Pregam o amor ao próximo e estimulam a homofobia. Carregam a Bíblia debaixo do
braço e escorraçam de suas terras índios e quilombolas, pescadores e
lavradores, para espalhar o gado.
― Homossexualidade não é pecado?
― Pecado é a falta de amor. Onde há amor, aí me faço
presente.
― Mas há textos bíblicos que condenam a homossexualidade.
― Sim, como há outros que mandam passar ao fio da espada
adeptos de outras religiões, como hoje faz o Estado Islâmico. Cada texto
precisa ser lido dentro de seu contexto. É no mínimo desonestidade intelectual
tirar pretextos preconceituosos de versículos bíblicos escolhidos segundo
motivações que negam a qualquer ser humano a ontológica sacralidade de ter sido
criado à Minha imagem e semelhança.
― Mas o Senhor não se sente lisonjeado com a bancada da
Bíblia?
― Nunca deu certo a religião pretender monitorar a política.
Por isso meu Filho entrou em choque com Pilatos e o Sinédrio judaico. Há quem
julgue que o Cristianismo converteu o Império Romano no século IV. Foi
contrário: Constantino logrou tornar a Igreja uma instituição imperial. E isso
resultou em rupturas que hoje o papa Francisco tenta costurar, e na Inquisição,
que pretendeu impor a fé a ferro e fogo. Política, Estado e partidos devem ser
laicos. Todo fundamentalismo é nocivo. Lembre-se que meu Filho acolheu a mulher
samaritana, considerada herege pelos judeus; a mulher fenícia, tida como
idólatra; o centurião romano, adepto do paganismo, ressaltando a importância da
tolerância religiosa.
― Deus, o Brasil tem jeito?
― Não enquanto houver estruturas injustas. Não importa quem
venha a governá-lo. Podem até colocar remendos novos em pano velho, como esses
programas sociais compensatórios. Aliviam mas não emancipam. Coço minha longa
barba me perguntando: como, após 13 anos de governo do Partido dos Trabalhadores,
ainda há tantos sem-terra e sem-teto?
― E das pedaladas da Dilma, o que acha o Senhor?

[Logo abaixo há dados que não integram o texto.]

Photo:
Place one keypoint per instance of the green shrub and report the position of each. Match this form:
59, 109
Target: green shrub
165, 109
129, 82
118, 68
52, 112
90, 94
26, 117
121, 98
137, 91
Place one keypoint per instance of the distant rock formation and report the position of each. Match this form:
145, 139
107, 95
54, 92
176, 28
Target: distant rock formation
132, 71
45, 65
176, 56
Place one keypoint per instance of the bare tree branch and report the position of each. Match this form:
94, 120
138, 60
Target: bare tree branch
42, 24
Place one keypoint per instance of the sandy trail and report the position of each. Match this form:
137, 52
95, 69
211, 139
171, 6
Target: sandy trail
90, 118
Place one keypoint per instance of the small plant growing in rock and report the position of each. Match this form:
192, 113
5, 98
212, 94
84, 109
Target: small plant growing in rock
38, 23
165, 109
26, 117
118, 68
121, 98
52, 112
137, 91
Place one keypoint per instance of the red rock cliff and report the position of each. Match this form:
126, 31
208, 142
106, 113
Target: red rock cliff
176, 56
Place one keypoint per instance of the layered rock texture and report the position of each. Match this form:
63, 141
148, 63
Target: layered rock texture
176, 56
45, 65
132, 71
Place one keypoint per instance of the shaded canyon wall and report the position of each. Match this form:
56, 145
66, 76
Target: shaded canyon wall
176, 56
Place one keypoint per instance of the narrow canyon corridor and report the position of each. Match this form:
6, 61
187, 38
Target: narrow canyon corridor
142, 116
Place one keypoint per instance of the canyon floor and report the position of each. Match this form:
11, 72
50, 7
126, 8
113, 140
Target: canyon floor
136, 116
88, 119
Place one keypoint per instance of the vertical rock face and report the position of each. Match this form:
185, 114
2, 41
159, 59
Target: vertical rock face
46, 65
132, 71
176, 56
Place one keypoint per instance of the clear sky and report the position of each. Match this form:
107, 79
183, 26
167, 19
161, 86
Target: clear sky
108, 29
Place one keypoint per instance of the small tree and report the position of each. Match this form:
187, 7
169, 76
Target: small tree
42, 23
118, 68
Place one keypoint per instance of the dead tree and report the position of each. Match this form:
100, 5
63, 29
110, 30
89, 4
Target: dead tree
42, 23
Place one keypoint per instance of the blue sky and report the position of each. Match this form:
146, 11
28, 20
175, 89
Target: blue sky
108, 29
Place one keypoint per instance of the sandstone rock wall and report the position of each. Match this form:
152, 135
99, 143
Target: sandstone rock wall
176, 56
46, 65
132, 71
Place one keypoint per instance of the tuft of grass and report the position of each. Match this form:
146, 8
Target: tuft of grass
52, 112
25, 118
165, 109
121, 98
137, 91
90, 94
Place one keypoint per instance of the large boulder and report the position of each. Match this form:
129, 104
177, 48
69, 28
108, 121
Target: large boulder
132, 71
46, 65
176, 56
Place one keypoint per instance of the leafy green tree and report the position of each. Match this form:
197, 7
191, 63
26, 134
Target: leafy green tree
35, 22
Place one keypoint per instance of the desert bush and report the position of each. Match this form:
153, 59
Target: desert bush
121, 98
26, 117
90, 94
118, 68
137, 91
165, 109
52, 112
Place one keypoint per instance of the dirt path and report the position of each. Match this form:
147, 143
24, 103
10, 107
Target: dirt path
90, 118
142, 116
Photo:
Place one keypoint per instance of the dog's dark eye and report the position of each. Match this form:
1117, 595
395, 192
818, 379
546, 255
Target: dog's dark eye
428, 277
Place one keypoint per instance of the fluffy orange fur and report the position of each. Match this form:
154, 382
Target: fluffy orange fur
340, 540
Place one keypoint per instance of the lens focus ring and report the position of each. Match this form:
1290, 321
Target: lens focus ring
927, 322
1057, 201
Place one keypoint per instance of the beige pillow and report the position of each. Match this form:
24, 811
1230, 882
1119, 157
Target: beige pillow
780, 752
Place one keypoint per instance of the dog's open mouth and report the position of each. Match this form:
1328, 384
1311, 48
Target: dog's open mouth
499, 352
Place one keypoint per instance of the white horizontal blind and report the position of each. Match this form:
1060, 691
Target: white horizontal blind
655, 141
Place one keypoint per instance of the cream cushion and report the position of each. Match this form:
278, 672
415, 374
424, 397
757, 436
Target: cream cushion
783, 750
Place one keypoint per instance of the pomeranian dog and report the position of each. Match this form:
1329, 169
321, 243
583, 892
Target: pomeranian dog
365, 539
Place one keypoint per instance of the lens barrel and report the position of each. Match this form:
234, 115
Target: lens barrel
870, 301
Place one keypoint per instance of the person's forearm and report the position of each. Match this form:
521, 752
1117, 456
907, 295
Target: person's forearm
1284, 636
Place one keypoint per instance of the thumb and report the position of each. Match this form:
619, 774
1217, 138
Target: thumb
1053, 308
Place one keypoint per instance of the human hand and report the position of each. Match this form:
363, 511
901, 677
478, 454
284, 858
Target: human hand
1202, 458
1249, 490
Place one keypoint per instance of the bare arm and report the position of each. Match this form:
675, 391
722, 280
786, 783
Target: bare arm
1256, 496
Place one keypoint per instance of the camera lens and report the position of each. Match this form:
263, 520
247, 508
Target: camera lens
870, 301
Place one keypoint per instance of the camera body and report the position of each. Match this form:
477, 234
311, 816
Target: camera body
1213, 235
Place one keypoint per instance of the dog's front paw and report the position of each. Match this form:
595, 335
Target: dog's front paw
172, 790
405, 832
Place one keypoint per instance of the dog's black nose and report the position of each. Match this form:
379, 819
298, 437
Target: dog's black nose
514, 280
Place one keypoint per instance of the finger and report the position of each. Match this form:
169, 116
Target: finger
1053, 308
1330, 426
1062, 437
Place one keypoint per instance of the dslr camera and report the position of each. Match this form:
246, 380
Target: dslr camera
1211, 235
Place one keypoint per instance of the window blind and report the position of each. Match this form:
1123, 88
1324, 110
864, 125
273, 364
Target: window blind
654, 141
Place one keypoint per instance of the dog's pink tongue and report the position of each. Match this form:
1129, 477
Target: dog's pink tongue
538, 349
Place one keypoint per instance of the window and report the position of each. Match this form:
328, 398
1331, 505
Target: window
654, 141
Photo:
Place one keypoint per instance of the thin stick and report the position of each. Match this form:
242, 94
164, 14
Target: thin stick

― Ela faz muito bem de dar suas pedaladas matinais.
Bicicleta não polui nem congestiona o trânsito. Quem atrapalha a República são
aqueles que catam mosquitos no olho alheio e vivem engolindo camelos.
― Uma curiosidade, Senhor, já que és um ser onisciente: o
Lula voltará à presidência?
― O maior eleitor dele se chama Michel Temer.
― O que vai dar no Senado?
― Esse futuro, felizmente, a Mim não pertence! Respeito a
liberdade de voto dos senadores. E que tenham presente que estarão votando
também na moldura que haverá de enquadrar suas biografias nas páginas da
história do Brasil.
― Deus é brasileiro?
― Também, e vota na justiça como fonte de paz.